- DVD cover
- Also known as: Multiple Personality Detective Psycho – Kazuhiko Amamiya Returns
- Genre: Horror; Mystery; Science fiction;
- Based on: Multiple Personality Detective Psycho by Eiji Ōtsuka
- Screenplay by: Eiji Ōtsuka Gichi Ootsuka Yumi Sirakura
- Directed by: Takashi Miike
- Starring: Naoki Hosaka Tomoko Nakajima Ren Osugi Sadaharu Shioda Yoshinari Anan
- Theme music composer: Tsugutoshi Gotō Yumi Shirakura
- Country of origin: Japan
- Original language: Japanese
- No. of episodes: 6

Production
- Producers: Naoki Abe Yoshihisa Nakagawa Toshihiro Satō
- Cinematography: Naosuke Imaizumi
- Running time: 56 minutes
- Production companies: Excellent Film Kadokawa Shoten Publishing Co. MPD Psycho Project Pony Canyon Toskadomain Co. Ltd WoWow

Original release
- Network: WoWow
- Release: 2 May 2000 – 2000

= MPD Psycho (miniseries) =

MPD Psycho (full title Multiple Personality Detective Psycho – Kazuhiko Amamiya Returns) is a 2000 Japanese six-episode horror crime television series based on the manga of the same name and directed by Takashi Miike. It originally aired on 2 May 2000. It has a surrealist bent, and, according to Jim Harper, the author of Flowers from Hell, "bears little similarity to the average made-for-TV detective thriller".

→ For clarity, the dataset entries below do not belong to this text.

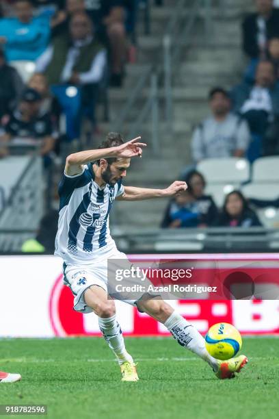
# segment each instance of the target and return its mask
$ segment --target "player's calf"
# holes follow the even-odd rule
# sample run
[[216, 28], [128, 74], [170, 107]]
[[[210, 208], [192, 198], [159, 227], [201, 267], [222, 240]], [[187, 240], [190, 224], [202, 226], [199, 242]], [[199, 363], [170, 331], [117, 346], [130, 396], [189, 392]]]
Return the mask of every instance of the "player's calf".
[[140, 309], [163, 323], [178, 343], [206, 361], [214, 372], [218, 369], [217, 359], [205, 347], [205, 341], [199, 331], [186, 319], [161, 299], [143, 299], [138, 302]]

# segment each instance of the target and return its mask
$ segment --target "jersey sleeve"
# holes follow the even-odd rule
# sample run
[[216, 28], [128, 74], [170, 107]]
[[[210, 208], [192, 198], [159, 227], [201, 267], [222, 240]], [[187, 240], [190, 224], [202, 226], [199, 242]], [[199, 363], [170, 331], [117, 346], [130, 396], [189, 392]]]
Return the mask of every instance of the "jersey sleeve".
[[120, 196], [120, 195], [122, 195], [123, 194], [124, 194], [124, 186], [123, 186], [122, 181], [120, 179], [116, 183], [116, 198], [117, 196]]
[[68, 204], [75, 189], [85, 186], [92, 179], [91, 173], [85, 167], [81, 173], [75, 175], [75, 176], [69, 176], [64, 173], [58, 186], [58, 194], [60, 198], [59, 210]]

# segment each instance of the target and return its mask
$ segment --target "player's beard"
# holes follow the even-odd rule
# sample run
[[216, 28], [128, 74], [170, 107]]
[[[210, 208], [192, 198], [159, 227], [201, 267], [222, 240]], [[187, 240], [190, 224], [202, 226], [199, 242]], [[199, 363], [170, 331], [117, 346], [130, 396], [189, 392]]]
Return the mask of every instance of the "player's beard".
[[102, 178], [104, 182], [105, 182], [106, 183], [109, 183], [109, 185], [110, 185], [111, 186], [114, 186], [115, 185], [116, 182], [114, 182], [114, 183], [111, 183], [112, 175], [109, 165], [108, 165], [105, 170], [103, 172]]

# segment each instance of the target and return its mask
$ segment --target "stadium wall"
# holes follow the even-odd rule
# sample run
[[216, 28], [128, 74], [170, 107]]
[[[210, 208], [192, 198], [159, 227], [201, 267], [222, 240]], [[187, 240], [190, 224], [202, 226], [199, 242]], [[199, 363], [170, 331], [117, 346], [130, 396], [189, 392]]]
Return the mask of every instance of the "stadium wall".
[[[151, 258], [151, 255], [141, 257]], [[212, 255], [203, 257], [210, 259]], [[228, 259], [230, 255], [223, 257]], [[274, 259], [274, 254], [253, 257]], [[235, 259], [235, 255], [231, 257]], [[70, 290], [63, 285], [59, 257], [3, 256], [0, 257], [0, 337], [99, 335], [95, 315], [80, 314], [73, 310]], [[122, 302], [116, 303], [118, 320], [125, 334], [169, 335], [163, 325], [145, 314]], [[228, 322], [235, 325], [242, 334], [279, 335], [279, 300], [177, 300], [170, 303], [202, 333], [214, 323]]]

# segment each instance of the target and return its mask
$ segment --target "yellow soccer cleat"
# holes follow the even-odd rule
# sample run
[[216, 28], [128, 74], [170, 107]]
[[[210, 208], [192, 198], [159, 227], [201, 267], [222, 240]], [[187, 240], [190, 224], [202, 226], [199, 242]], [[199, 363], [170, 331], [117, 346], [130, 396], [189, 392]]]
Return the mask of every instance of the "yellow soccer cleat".
[[239, 355], [226, 361], [219, 361], [218, 370], [215, 375], [220, 380], [234, 378], [235, 372], [240, 372], [248, 361], [248, 359], [245, 355]]
[[138, 381], [139, 377], [133, 362], [124, 362], [120, 365], [122, 381]]
[[15, 383], [21, 380], [20, 374], [11, 374], [0, 371], [0, 383]]

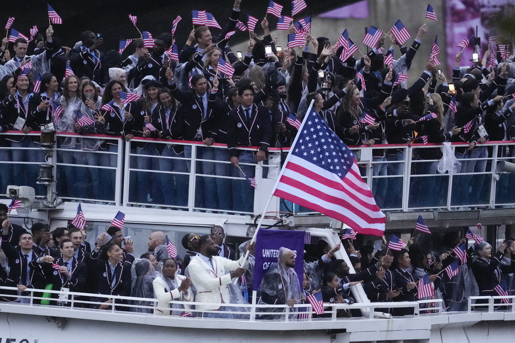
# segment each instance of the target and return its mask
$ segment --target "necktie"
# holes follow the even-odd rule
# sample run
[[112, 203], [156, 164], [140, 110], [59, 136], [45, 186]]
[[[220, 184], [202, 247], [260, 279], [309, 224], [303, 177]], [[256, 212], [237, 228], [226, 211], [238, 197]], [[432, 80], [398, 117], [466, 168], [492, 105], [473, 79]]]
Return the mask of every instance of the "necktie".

The plot is similar to the beginning of the manga series but does not relate to the incidents of Lucy Monostone and the Gakuso Company. The story takes place in the final days of the Shōwa Era. Yosuke Kobayashi, a detective assigned to a homicide unit, saw his wife killed by a serial killer, Shinji Nishizono. From the shock of the incident, he has multiple personality disorder and becomes Kazuhiko Amamiya. Soon after, he manages to hunt down and kill his wife's murderer. Now a series of murders has started and the suspect is claiming to be Shinji Nishizono.

== Episodes ==

| No. | Title |
| 1 | "Memories of Sin/Drifting Petals" |
A sadistic criminal is turning his victims into human flower pots. Detective Amamiya Kazuhiko is called out of early retirement to work on the case, which is tied to horrific events in his past. His new wife goes missing and a mysterious cult with barcodes tattooed on their eyeballs surfaces to wreak havoc on the city.
| 2 | "How to Create a World" |
A brutal serial killer cuts babies from their mothers' womb in what appears to be a copycat crime from five years earlier. All of the women have barcodes tattooed on their eyeballs. The victims, under some sort of hypnosis, purchase the surgical quality knives used to kill them the day before their murders. As Detective Amamiya's wife wanders the city in a trance, he discovers someone from his past is involved in the crime wave.
| 3 | "Life Is a Constant Double Helix" |
Detective Amamiya and the police team are investigating the mass suicide of forty girls from a posh high school. Amamiya goes undercover as a high school teacher to find out why and learn more about a new generation of barcoders, many of whom are students at this militaristic high school. Chiaki Kuriyama guest stars.
| 4 | "The Crushed Ant" |
Perfectly severed body parts with numbers cut into them are discovered in a field. In a nearby arcade, two rival youth gangs battle each other and Amamiya's wife is taken prisoner by a gang leader. The Police Chief tries to put together more of Amamiya's hidden past with the assistance of a one-eyed snuff filmmaker.
| 5 | "Coronation of the Cursed King" |
Cult members spontaneously combust when the barcoder network is infected. The burn victims are taken to the local hospital where a lonely employee's cyber girlfriend tells him to kill people. Detective Amamiya and his team lock down the hospital, while strange things happen on the secret 13th floor.
| 6 | "Soaring Souls and Human Bondage" |
The Police Department denies that the barcode case ever existed in a massive cover-up attempt. Three remaining members of the investigation team decide to continue working on the case on their own. The Police Chief's entire family dies under mysterious circumstances. Amamiya tracks down the baby stealer to a remote cabin in a snowstorm for a final showdown to recover his own missing child.

== Background ==
The series contains several visual distortions which, mistaken by some to be censorship, are of non-explicit images and have been seen instead as a jab against Japanese censorship.

== Critical reception ==
DVD Talk called it a "difficult yet fascinating" series that "wraps you up in its nightmarish dreamscapes", writing, "its unending complications will put off many, but for fans of Miike's catalogue or other similarly intentionally dense, style-over-substance material, there's enough here to delight and horrify".

== Home video ==
The series was first released on DVD by Pony Canyon in Japan.

It was subsequently released on DVD in Australia in 2008 by Siren Visual Entertainment.